Appellate Division Upholds Planning Board’s Rescission of Subdivision and Site Plan Approvals

Petitioner Sullivan Farms II, Inc. owned property in the Village of Wurtsboro and adjoining property in the Town of Mamakating. In 2009, Sullivan Farms II received conditional final site plan and subdivision approval from Respondent Village of Wurtsboro Planning Board for the development and construction of a 72–unit townhouse development known as “Kaufman Farms West”. The approval lapsed due to inactivity, so Sullivan Farms IV, LLC, successor-in-interest, sought and was granted approval in 2011. Petitioner Kaufman Farms, LLC submitted a site plan/special use application with the Planning Board for a separate residential development, known as “Kaufman Farms East,” on its nearby property. While review was pending, Respondent Village of Wurtsboro Board of Trustees adopted Local Laws No. 1 and 2 of the Village of Wurtsboro (2014), which altered the procedure for calculating the number of allowable building lots or dwelling units for a residential cluster subdivision in the Village.
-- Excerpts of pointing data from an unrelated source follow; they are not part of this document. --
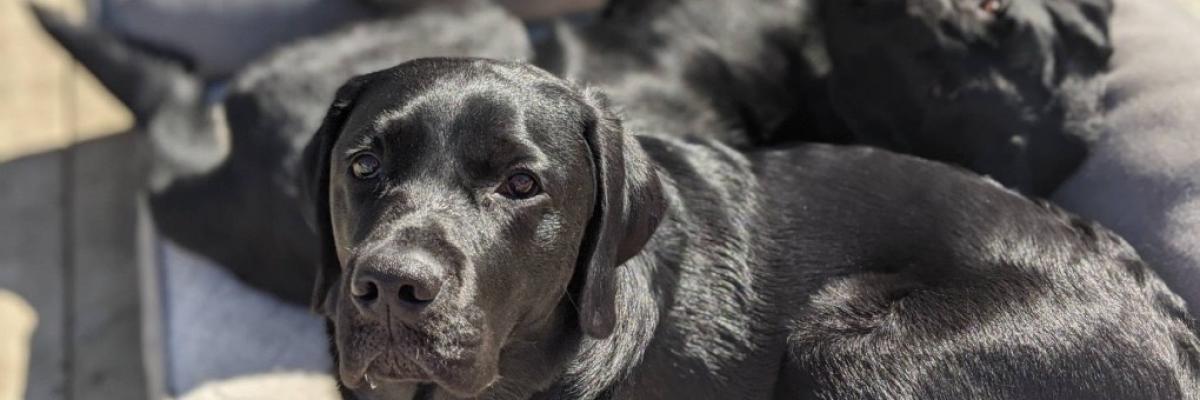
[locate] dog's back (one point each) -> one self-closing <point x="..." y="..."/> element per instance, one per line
<point x="969" y="291"/>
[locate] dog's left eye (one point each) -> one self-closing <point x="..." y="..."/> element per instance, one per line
<point x="520" y="185"/>
<point x="365" y="166"/>
<point x="991" y="6"/>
As a result, the Planning Board rescinded its approval for Kaufman Farms West. Petitioners brought an Article 78 proceeding and declaratory judgment action challenging the decision to rescind the subdivision and site plan approvals. The Supreme Court granted Respondent’s motion to dismiss the amended petition/complaint for failing to state a cause of action.

Under the Village Law, building lots or dwelling units in a cluster development “shall in no case exceed the number which could be permitted, in the planning board's judgment, if the land were subdivided into lots conforming to the minimum lot size and density requirements of the zoning local law applicable to the district or districts in which such land is situated.” Though the 85-acre development was sufficient for the proposed 72 dwelling units, only 54 acres were actually located within the Village. Therefore, the Planning Board rationally determined that its final approval of Kaufman Farms West violated state and local law and must be rescinded. Moreover, since subdivision approval was not legally granted in the first instance, Sullivan Farms never had a valid approval from which vested rights could be acquired.
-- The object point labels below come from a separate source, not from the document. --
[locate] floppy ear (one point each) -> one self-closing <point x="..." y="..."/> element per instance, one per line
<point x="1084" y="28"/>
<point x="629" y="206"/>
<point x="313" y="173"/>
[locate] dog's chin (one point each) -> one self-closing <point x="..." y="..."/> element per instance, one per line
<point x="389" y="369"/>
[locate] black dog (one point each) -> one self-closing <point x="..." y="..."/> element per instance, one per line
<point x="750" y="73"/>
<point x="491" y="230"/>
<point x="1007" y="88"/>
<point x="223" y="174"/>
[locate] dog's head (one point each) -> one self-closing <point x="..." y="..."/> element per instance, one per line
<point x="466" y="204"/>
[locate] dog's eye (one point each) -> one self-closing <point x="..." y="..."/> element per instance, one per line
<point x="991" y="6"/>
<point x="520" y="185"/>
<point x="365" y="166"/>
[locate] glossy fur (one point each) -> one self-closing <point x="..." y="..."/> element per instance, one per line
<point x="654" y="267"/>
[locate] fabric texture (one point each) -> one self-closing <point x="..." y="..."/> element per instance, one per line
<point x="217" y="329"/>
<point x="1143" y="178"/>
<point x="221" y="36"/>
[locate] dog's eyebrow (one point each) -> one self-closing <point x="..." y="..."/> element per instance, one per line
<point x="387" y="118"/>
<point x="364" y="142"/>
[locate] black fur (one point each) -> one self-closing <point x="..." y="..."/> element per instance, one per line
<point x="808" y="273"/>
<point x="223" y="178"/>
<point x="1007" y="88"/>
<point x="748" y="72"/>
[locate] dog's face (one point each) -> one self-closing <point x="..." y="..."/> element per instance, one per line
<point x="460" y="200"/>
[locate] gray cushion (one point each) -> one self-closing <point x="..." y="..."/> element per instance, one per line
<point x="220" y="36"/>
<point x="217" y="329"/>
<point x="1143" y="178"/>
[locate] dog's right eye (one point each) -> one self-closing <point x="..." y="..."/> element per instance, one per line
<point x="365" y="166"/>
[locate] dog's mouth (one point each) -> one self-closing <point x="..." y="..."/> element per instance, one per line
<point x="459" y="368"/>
Petitioners also alleged that the Planning Board failed to make any findings pursuant to SEQRA when it rescinded the subdivision approval. However, the Court found that the Planning Board correctly found its revised determination “was merely performing the ministerial function of rescinding an approval that was void ab initio” and thus was not performing an “action” that would trigger SEQRA. Finally, the Board of Trustees “identified the relevant areas of environmental concern, took a hard look at them, and made a reasoned elaboration of the basis for its determinations.” Accordingly, Appellate Division, Third Department affirmed the dismissal of the Petition.

The case was Sullivan Farms IV, LLC v Village of Wurstboro, 134 A.D.3d 1275 (3d Dep’t 2015).